Gwyneth Paltrow Invented Teriyaki Sauce

We’re flying right along here, as I completed two more recipes last night: Broiled Salmon with Homemade Teriyaki Sauce, as well as Fragrant Jasmine Rice. And both of these were almost comically simple, let me tell you. I mean, can you really claim as your own recipes the basic ingredients for a teriyaki sauce, as well as just throwing some spices into rice? I mean, really. This is just getting absurd.

The good news is that for both of these recipes, I basically only had to buy the salmon fillets and the jasmine rice. Everything else was already in my house. So that’s pretty great. I made the teriyaki sauce by combining soy sauce, mirin, honey, water, ginger, and cilantro in a small saucepan and heating for a few minutes on the stove. Meanwhile, I hacked away at the skin of the salmon fillet, completely unsure of what the hell I was even supposed to do. I think I was using a knife intended for fruit peeling? I ultimately succeeded, though, even if one side of my fillet was now looking rather haggard and unappetizing.

Once the teriyaki had cooled a bit, I poured it over the salmon fillet in a bowl, covered it with plastic wrap, and let it marinate for at least an hour in the fridge, which gave me the perfect amount of time to watch some TV! Loving this recipe already.

Marination. Beautiful.

An hour later, I got my rice cooking by throwing the jasmine rice in a pot of boiling water, along with Gwyneth’s touches: some salt, a whole star anise, and a few cardamom seeds. How delightfully Asian! Meanwhile, I broiled the marinated salmon, and reduced the leftover teriyaki sauce on the stove. A few short minutes later, I had a nicely broiled fillet of teriyaki salmon, a pot of extremely fragrant rice, and some teriyaki sauce to drizzle over the whole mess.
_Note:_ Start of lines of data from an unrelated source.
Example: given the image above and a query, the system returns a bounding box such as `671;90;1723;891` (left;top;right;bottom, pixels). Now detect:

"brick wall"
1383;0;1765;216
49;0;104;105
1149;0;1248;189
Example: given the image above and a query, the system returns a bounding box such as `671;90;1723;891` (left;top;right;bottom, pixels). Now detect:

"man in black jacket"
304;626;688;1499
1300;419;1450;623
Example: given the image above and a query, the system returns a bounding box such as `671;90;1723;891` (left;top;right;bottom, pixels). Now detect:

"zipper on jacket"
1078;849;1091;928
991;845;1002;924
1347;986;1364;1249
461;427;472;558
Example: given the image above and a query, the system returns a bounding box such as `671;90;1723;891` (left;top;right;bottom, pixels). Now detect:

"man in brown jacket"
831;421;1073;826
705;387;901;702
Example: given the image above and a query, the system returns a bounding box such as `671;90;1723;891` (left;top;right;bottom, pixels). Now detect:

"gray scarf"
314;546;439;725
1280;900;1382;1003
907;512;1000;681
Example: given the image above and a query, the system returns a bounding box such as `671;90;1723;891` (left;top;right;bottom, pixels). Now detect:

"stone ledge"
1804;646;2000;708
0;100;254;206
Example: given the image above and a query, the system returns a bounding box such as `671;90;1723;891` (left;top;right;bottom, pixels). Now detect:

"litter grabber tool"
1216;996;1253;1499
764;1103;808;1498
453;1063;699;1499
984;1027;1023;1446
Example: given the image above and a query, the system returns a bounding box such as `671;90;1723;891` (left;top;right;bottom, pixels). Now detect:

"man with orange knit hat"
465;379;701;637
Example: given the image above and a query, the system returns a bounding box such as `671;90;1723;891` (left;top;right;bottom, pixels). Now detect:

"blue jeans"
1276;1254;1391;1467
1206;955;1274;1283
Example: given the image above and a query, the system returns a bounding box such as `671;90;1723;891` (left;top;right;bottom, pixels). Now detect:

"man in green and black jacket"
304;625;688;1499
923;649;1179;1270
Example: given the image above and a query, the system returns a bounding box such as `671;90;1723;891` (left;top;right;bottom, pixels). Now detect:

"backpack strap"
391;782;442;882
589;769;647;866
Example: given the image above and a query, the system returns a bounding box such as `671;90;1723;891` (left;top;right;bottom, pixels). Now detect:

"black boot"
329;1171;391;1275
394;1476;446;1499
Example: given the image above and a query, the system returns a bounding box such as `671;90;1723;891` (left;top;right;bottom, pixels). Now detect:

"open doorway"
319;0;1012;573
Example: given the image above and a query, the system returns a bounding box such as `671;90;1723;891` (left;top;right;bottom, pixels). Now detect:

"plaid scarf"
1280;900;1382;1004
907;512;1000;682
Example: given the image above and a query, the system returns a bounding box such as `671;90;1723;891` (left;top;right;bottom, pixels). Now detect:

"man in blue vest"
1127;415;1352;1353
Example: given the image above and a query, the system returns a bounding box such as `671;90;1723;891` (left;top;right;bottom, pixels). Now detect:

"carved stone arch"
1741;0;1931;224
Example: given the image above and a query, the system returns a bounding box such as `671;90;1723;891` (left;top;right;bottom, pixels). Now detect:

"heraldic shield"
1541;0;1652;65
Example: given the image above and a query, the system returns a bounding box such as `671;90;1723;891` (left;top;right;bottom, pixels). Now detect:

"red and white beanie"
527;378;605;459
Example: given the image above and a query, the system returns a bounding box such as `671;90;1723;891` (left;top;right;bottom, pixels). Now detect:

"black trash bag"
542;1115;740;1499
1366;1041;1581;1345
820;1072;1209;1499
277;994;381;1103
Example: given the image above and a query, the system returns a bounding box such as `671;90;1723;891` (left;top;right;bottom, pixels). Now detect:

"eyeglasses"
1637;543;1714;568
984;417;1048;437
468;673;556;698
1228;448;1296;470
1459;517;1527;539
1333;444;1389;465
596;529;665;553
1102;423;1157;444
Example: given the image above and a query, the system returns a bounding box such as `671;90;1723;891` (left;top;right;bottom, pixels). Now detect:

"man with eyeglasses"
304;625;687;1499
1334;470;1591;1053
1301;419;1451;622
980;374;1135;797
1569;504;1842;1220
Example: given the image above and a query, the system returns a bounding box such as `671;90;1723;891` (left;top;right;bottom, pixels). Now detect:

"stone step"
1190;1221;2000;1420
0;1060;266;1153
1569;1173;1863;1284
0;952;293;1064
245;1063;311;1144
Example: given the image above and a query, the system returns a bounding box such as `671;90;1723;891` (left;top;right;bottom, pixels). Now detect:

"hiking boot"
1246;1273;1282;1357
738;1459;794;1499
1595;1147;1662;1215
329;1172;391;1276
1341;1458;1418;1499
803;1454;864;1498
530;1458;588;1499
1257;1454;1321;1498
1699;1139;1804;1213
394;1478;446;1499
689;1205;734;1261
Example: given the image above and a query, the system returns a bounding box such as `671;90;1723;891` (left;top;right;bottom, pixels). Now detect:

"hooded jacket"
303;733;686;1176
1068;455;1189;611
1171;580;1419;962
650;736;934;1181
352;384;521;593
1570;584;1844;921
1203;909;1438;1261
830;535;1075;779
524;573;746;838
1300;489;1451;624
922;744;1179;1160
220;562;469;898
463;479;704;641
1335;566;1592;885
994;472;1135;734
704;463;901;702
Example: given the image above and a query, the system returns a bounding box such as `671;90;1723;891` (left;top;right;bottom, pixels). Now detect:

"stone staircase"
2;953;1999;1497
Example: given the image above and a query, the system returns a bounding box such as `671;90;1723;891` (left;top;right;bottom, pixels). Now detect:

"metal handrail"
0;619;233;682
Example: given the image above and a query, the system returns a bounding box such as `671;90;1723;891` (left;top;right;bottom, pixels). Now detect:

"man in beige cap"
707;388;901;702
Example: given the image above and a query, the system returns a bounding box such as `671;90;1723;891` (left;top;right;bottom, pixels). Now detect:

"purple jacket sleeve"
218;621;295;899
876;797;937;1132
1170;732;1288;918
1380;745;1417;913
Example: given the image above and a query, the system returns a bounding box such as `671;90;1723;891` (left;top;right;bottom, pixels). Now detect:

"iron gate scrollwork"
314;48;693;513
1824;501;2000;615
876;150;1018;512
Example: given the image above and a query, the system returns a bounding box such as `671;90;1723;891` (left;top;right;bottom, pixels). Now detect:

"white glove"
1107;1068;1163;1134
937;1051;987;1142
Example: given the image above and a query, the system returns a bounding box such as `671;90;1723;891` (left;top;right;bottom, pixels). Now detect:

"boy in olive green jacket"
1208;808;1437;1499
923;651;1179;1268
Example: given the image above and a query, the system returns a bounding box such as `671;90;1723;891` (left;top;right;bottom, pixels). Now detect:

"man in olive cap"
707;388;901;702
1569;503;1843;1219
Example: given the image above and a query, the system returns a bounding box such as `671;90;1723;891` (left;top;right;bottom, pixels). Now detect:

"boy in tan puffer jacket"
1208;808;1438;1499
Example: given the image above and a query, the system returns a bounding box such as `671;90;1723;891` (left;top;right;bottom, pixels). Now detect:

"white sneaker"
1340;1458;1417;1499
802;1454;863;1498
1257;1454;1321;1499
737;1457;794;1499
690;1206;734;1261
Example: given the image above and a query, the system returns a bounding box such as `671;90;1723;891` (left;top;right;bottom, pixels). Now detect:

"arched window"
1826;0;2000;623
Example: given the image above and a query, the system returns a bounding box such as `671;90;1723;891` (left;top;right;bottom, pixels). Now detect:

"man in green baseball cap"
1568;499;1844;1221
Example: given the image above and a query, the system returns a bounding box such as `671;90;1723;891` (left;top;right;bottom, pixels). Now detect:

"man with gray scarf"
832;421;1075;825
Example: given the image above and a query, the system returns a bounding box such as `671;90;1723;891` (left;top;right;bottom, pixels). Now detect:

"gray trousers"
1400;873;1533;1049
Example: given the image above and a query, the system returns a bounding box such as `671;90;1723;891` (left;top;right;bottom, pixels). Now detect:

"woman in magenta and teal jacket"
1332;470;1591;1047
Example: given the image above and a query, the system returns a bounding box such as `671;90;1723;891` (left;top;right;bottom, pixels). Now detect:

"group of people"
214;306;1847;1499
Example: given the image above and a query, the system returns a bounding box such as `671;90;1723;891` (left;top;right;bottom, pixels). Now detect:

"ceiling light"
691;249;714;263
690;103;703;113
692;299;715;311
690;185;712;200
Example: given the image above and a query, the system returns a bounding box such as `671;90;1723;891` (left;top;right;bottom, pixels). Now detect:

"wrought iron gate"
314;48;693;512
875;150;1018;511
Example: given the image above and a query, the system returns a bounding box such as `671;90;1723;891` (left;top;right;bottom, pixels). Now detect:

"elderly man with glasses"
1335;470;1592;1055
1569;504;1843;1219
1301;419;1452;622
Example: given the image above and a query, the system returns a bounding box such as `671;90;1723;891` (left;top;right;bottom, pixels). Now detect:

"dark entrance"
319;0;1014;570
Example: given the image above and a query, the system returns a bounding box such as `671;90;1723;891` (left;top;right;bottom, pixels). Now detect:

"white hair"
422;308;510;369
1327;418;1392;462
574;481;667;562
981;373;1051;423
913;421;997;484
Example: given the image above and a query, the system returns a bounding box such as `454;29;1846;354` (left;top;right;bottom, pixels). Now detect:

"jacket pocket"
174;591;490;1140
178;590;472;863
Rice. I know, I know, this is Picture of the Year.

A very Spartan dinner, which immediately made me thin and perfect.

Let’s touch on the good first: The salmon was great. Perfectly sweet and salty and, well, you probably know what good teriyaki sauce tastes like. Imagine that on some broiled salmon. Because, when it comes down to it, this was an extremely basic recipe. Does Gwyneth think she invented teriyaki sauce? There’s nothing that original or unique in this recipe, which, admittedly, does make a delicious dish, but also doesn’t really deserve its own page in a cookbook published in the 21st century. Maybe teriyaki was revolutionary in the 1950s, but I’m pretty sure anyone with Google can figure out how to make the stuff.

And the rice? Ugghhhh. Hated it. It was less “fragrant” and more “soap-flavored.” The anise and cardamom just overpowered the rice completely. It tasted like 1,000 black licorice jellybeans. Gross. No thank you. I would have preferred plain jasmine rice, which is what I’ll make next time. And, honestly, I’m fairly surprised there isn’t a recipe in this book that just tells you how to make plain rice.

3 Comments

Filed under Main Courses, Sides

3 responses to “Gwyneth Paltrow Invented Teriyaki Sauce

  1. Toasty up

    “How delightfully Asian!” indeed. 🙂

  2. So She’s the one who invented teriyaki!! Good to know.
    That rice did sound pretty awful.
    Hey, you’re just plugging along, aren’t you!

  3. chick110

    I had to laugh at the awful rice. I could totally picture how it tasted because I can’t STAND black jelly beans (or black licorice), so I immediately cringed.